Patrick Lawson (1er Vice-Président ANC)

“Ma joie de vous voir, est immense. Le coup de force que la Cour Constitutionnelle a opéré sur les députés ANC est le but de notre marche. Nous avions longuement élucidé sur cette affaire, sur les raisons qui ont poussé le député Ouro-Akpo à en découdre avec Abass Bonfoh. La loi dit que seul le député écrive lui-même sa lettre de démission. Mais notre cas n’a rien avoir avec cette loi. Comme la Cour Constitutionnelle et Abass Bonfoh ne veulent plus nous voir à l’Assemblée, voilà pourquoi ils ont tordu le cou à la loi. Mais nous n’avons pas l’intention de nous taire. Nous avons déposé des recours auprès des juridictions étrangères notamment à Abudja, à l’APE, à l’ACP / UE. Nous exigeons que les radios fermées soient rouvertes. Ce sont ces radios qui éclairent plus les populations. Nous n’avons pas compris pourquoi les autorités ont fermé ces radios. Dans les pays normaux, on discute avec les radios et on leur donne un délai raisonnable pour qu’elle puisse se conformer à ce qu’on leur reproche. Nous continuerons la lutte et j’espère que nous aurons la victoire.”

Jean-Pierre Fabre (Président national ANC)

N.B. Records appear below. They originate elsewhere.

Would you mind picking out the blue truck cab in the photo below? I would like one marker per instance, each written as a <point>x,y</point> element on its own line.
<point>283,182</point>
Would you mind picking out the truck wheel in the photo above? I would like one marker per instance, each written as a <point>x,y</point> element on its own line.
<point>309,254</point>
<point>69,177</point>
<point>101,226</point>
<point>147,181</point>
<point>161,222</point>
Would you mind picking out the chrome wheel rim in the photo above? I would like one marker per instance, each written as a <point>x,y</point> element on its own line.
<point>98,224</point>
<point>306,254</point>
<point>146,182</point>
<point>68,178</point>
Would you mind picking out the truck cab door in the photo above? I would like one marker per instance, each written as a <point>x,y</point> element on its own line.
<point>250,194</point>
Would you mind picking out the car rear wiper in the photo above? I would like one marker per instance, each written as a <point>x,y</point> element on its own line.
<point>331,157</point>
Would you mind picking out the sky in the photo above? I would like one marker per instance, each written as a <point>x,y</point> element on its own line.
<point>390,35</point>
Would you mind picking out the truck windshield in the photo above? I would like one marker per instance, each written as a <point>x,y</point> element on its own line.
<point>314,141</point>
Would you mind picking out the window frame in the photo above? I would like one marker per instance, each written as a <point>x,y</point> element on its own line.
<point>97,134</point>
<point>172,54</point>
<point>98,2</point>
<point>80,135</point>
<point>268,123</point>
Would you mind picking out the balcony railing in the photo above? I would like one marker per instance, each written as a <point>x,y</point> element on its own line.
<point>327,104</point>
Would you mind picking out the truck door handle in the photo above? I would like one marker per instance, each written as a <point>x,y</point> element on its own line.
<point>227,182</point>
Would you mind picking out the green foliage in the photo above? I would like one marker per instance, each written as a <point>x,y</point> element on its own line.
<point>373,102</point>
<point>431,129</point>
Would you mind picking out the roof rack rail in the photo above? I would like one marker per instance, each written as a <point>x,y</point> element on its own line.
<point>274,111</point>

“Mes frères, je vous salue tous. Aujourd’hui, nous sommes encore sortis plus nombreux et déterminés. Des gens pensaient que les marches ont pris fin. Nous les avons contourné pour refaire surface et renouer avec nos marches de protestation. Je suis sûr que les marches les gênent mais ils font semblant. Nous allons continuer et nous les délogerons. Tout le film de la Cour Constitutionnelle et de l’Assemblée vous a été déjà fait. On force le député à dire qu’il a démissionné. Cela ressemble fort à une légende. C’est comme je dirai à Koffi que son ami m’a dit qu’il est mort. Si Koffi dit non, j’insisterai qu’on m’a dit qu’il est mort donc il est mort. C’est à cette histoire que ressemble la démission brandie par Abass Bonfoh. Le député dit qu’il n’a pas démissionné. Abass Bonfoh dit que dès qu’on lui a dit qu’il a démissionné, il croit. C’est anormal. Nous devons nous référer à cette citation qui dit « Celui qui laisse commettre une injustice, ouvre la voie à d’autres injustices » pour mener notre lutte. Nous avons laissé trop de temps à la CENI et à la Cour Constitutionnelle pour qu’elles opèrent leur forfaiture. Notre indulgence a fait qu’elles persistent dans leurs manœuvres. Cela est devenu pour elles une habitude. Nous n’allons plus laisser ces injustices se produire au Togo. Quand les élections arrivent, nous avons nos yeux braqués sur le changement. Or, pour arriver au changement, il nous faut assainir les contours de la CENI et de la Cour Constitutionnelle. Nous devons y réfléchir pour trouver des solutions. Il y a quatre mois, mon passeport est bloqué aux services des passeports. Quand je fais la demande, on me dit qu’il est en bonne voie. Ce n’est que de l’injustice. Si aujourd’hui le peuple décide que le RPT quitte le pouvoir, il quittera. Nous devons croire en nous-mêmes. Après la forfaiture de la Cour, nous avons fait des recours. Les responsables, chez qui nous avons fait ces recours, ont été scandalisés de voir qu’en ce 21e siècle, de pareille chose se passe encore au Togo. Ce coup de force ne passera pas. Nous continuerons nos manifestations pour que les Togolais vivent dans la paix et dans la liberté.”